The brother is taken to doctor after doctor. None have a remedy but still insist upon
treating his sibling which causes Bherwani great
pain:
Fuck
MRI’s. Fuck x-rays.
And the psychiatrists and the psychologists:
fuck their fancy
analysis, because
none of this drivel
lights up my brother’s eyes
like his mother’s
kiss.
After Bherwani’s
rant, all immediately dissipates with the controlled turn of the poem’s last
line focusing on the unquantifiable power and tenderness of “his mother’s
kiss.” It is also in this line that Bherwani rejects
the medical community’s definition of his brother. He stops trying to decipher the illness
through facts and scientific language and in the poems that follow turns to
mythical and metaphorical wisdom in order to understand and reclaim the
nobility of his sibling. In “Looming,” one of the collection’s most powerful
poems, Bherwani creates a parallel between his
brother and Orpheus. By way of myth he elevates his brother from being shamefully
ill by likening him to such a profound character:
I,
Orpheus, am damned to looming
above Persephone’s world
below. I understand
her world’s horrors
the sorrows of hell’s inhabitants. I
understand also horrors of this world in which I’m spinning.

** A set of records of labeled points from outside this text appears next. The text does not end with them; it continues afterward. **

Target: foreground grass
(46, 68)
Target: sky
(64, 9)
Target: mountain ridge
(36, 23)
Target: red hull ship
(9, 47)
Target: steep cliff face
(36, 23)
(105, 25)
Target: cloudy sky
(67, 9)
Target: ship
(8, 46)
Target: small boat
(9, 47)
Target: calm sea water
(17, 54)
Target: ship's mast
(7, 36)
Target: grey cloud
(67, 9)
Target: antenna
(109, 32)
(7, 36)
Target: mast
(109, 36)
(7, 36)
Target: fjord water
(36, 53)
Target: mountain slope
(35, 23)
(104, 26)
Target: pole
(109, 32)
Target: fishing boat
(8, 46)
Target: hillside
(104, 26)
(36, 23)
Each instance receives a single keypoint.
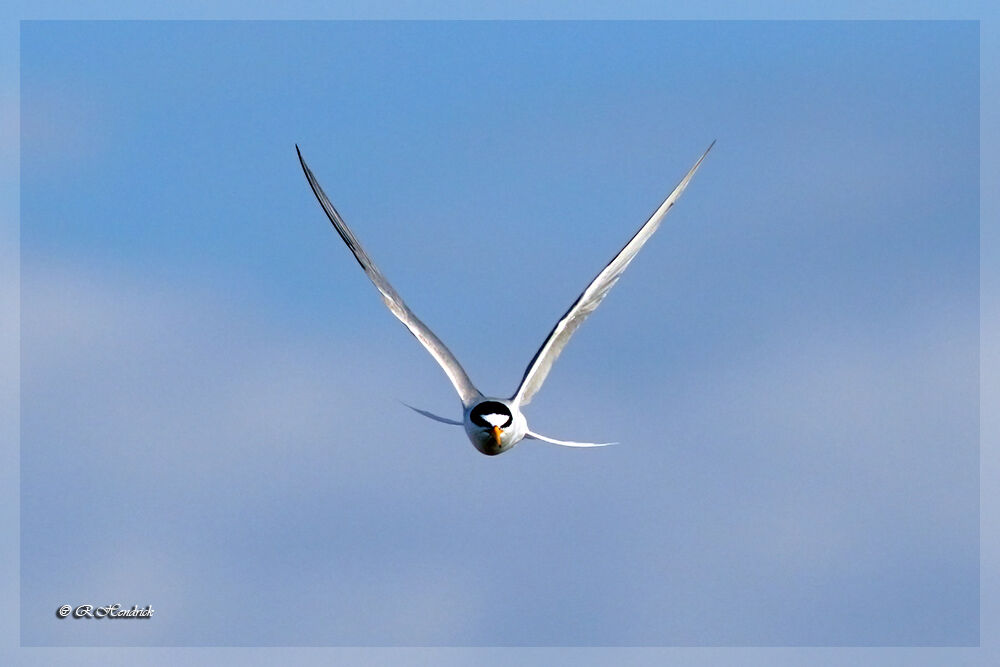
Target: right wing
(591, 298)
(463, 385)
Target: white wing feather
(566, 443)
(463, 385)
(591, 297)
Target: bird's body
(495, 425)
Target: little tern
(495, 425)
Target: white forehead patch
(495, 420)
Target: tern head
(494, 426)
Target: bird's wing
(542, 362)
(463, 385)
(431, 415)
(566, 443)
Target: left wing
(591, 298)
(463, 385)
(566, 443)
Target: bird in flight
(495, 425)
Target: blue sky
(791, 364)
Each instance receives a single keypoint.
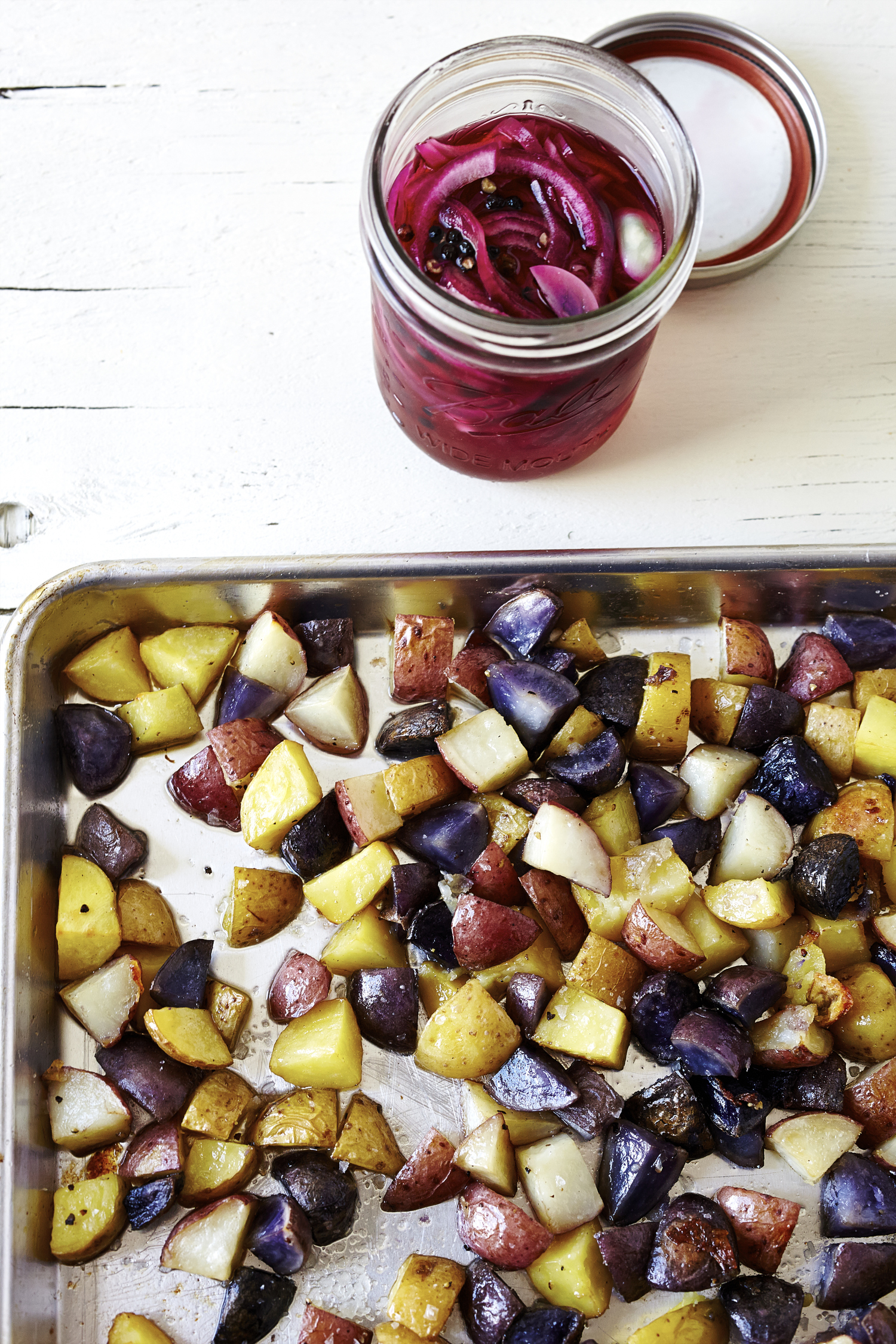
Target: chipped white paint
(186, 364)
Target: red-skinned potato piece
(813, 670)
(300, 984)
(428, 1178)
(746, 652)
(763, 1225)
(487, 933)
(553, 898)
(495, 878)
(498, 1230)
(156, 1151)
(202, 791)
(320, 1327)
(242, 745)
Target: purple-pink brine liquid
(533, 219)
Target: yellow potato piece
(160, 719)
(750, 905)
(128, 1328)
(366, 1139)
(342, 891)
(571, 1272)
(425, 1293)
(111, 670)
(303, 1119)
(188, 1035)
(88, 926)
(321, 1049)
(419, 784)
(262, 901)
(192, 656)
(661, 733)
(281, 792)
(87, 1218)
(364, 943)
(468, 1036)
(576, 1023)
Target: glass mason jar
(496, 397)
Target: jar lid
(753, 120)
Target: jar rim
(505, 335)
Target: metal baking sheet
(637, 601)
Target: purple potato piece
(695, 1246)
(430, 931)
(547, 1325)
(527, 998)
(386, 1004)
(531, 793)
(410, 888)
(818, 1088)
(857, 1198)
(244, 698)
(109, 843)
(327, 1195)
(711, 1045)
(558, 660)
(140, 1069)
(671, 1109)
(614, 690)
(488, 1305)
(96, 745)
(745, 992)
(180, 981)
(452, 837)
(414, 732)
(863, 642)
(281, 1235)
(598, 1104)
(854, 1273)
(596, 768)
(796, 780)
(656, 793)
(317, 842)
(328, 644)
(731, 1105)
(523, 624)
(637, 1170)
(694, 840)
(532, 1079)
(657, 1006)
(532, 699)
(627, 1251)
(202, 791)
(768, 714)
(762, 1309)
(254, 1303)
(827, 874)
(146, 1203)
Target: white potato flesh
(715, 776)
(210, 1242)
(484, 751)
(813, 1143)
(332, 713)
(757, 845)
(106, 1001)
(85, 1110)
(558, 1183)
(271, 653)
(562, 843)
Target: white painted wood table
(186, 358)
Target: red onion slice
(564, 293)
(640, 244)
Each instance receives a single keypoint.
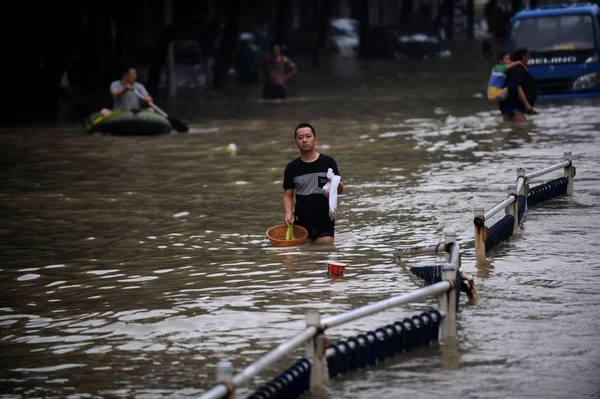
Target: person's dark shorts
(510, 111)
(274, 92)
(317, 228)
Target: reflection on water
(130, 266)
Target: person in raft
(278, 70)
(497, 89)
(306, 176)
(123, 92)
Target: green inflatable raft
(128, 123)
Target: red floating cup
(336, 268)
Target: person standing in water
(278, 70)
(306, 176)
(521, 90)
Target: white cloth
(330, 191)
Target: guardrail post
(480, 234)
(569, 172)
(513, 209)
(447, 302)
(224, 375)
(524, 188)
(449, 238)
(315, 350)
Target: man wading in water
(521, 90)
(307, 175)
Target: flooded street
(129, 266)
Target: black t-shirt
(515, 77)
(308, 179)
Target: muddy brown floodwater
(131, 265)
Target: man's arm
(118, 93)
(523, 99)
(142, 90)
(288, 202)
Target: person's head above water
(503, 58)
(129, 74)
(521, 54)
(305, 137)
(275, 50)
(304, 125)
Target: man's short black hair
(126, 68)
(304, 124)
(519, 54)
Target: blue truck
(564, 45)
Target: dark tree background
(92, 41)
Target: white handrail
(548, 169)
(221, 390)
(425, 250)
(514, 191)
(367, 310)
(498, 207)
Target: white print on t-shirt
(311, 183)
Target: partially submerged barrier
(365, 350)
(520, 197)
(323, 362)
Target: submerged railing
(365, 350)
(323, 362)
(520, 197)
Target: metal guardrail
(314, 334)
(513, 207)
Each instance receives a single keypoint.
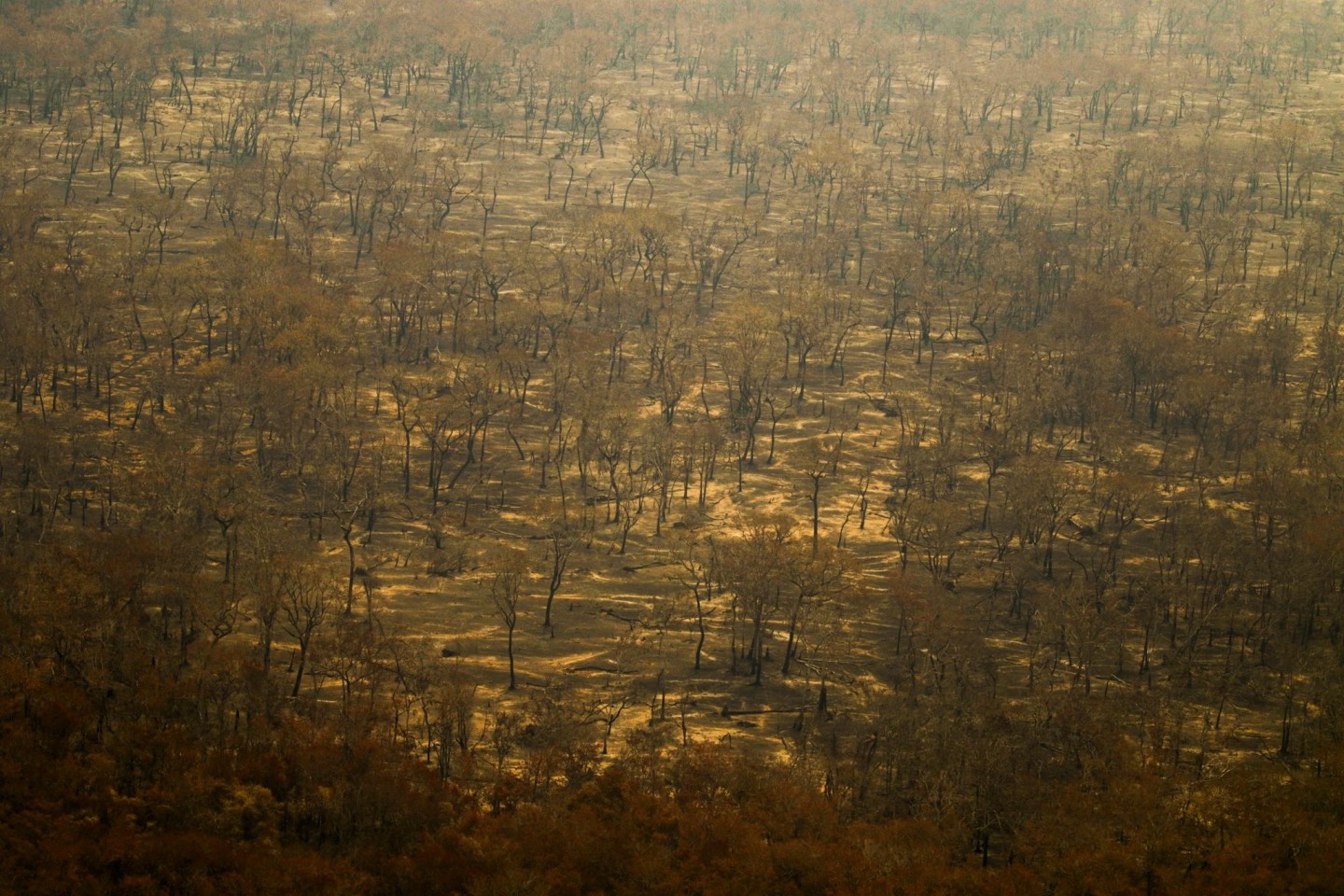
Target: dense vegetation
(926, 412)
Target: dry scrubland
(938, 400)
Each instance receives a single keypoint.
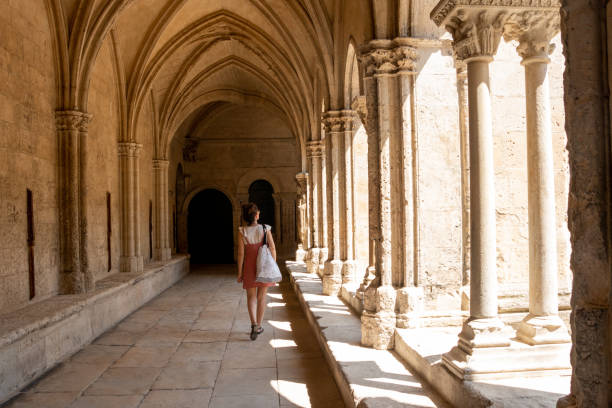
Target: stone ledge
(37, 337)
(422, 349)
(366, 377)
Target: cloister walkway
(189, 347)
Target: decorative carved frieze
(128, 149)
(315, 148)
(477, 25)
(72, 120)
(533, 30)
(339, 121)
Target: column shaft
(483, 283)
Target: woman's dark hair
(249, 211)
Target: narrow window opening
(108, 231)
(31, 271)
(150, 229)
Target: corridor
(189, 347)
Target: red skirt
(249, 268)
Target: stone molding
(128, 149)
(387, 57)
(447, 8)
(161, 164)
(70, 120)
(339, 121)
(315, 148)
(534, 30)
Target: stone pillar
(161, 247)
(131, 258)
(72, 134)
(378, 318)
(334, 149)
(278, 236)
(314, 151)
(410, 295)
(534, 31)
(476, 36)
(349, 119)
(301, 216)
(464, 152)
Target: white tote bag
(267, 269)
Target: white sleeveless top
(254, 233)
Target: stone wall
(102, 165)
(28, 152)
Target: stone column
(349, 118)
(313, 152)
(476, 36)
(334, 149)
(464, 152)
(161, 247)
(131, 259)
(301, 216)
(72, 134)
(378, 318)
(410, 295)
(534, 31)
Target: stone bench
(37, 337)
(365, 377)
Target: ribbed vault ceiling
(187, 56)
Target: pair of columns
(129, 164)
(317, 203)
(339, 268)
(476, 33)
(393, 298)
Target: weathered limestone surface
(588, 211)
(35, 339)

In this poem the ill brother is
gifted, not afflicted, and comprehends the world and its sorrows. As he plays his dream-lyre for the “Retarded,
autistic, cerebral palsied,” he makes the profound observation that among the
suffering “Love connects us like our chronic labor/ miraculously binds yards of
yarn into cloth;”
Yet,
as skillfully as Bherwani elevates the brother, he
just as skillfully exposes him in his most primal moments in the collection’s
second section, which is a flashback to his earlier family life. Bherwani questions his brother’s volatile behavior:
Why
is his cry
so guttural
and sad? He strikes forehead with fist
and pounds
head against furniture
and wall,
sobbing and screaming.
The brother’s violent outbursts are
hardly manageable by the father and mother who “trembles/praying, standing/
beside her powerless, maddened son who takes her hands, / folded in prayer, and
bites them.”
It
is in this exposure of the brother’s condition that Bherwani
also continues to expose himself. “In this night of
the spirit there is/a guilty one. He escapes unscathed.” However, one could
hardly say Bherwani goes “unscathed.” His dilemma is too poignant. He both loves
and is shamed by his sibling. He wants to be present and absent. He feels duty toward his sibling. He feels duty toward himself.
Although Bherwani
does return to Bombay to assist his mother and brother during his father’s
illness and after his death, he cannot continue to stay to care for them. In the third section of The Second Night of the Spirit Bherwani
finds himself escaping once again, traveling to New York, Amsterdam, and Osaka.
As he travels and seeks solace in writing, Bherwani’s
act of writing is in many ways parallel to his brother’s earlier looming. Just as the brother is damned, Bherwani reveals, “I scribble one futile line after/
another, each at best a doodle. / I am cursed.” He continues to deconstruct his
own life and to find parallel between himself and his brother:
I am surrounded by books in New York,
in Bombay. They are useless, they make me
brood.
I am condemned to brooding: useless
books.
They are to me what my brother’s
blanket is to him, the blanket he carries
everywhere, covering himself on bed,
on sofa, even during dog days, even in
mid-
May’s heartless
heat. Some shrink
has a theory
about my brother and his blanket. Smart
shrink. He must have a theory
about me and my books.
Bherwani, propelled into flight in order to escape his painful family history, continues to “seek anything that cradles/ a void with something in it like life.” The beauty of the collection’s language and honesty with which he reveals, “I am not devious. I am wretched,” makes Bherwani fully human, not some inflated hero or martyr. In turn, this forthright and powerful first book gives its readers to permission to embrace their own lives more fully and gently.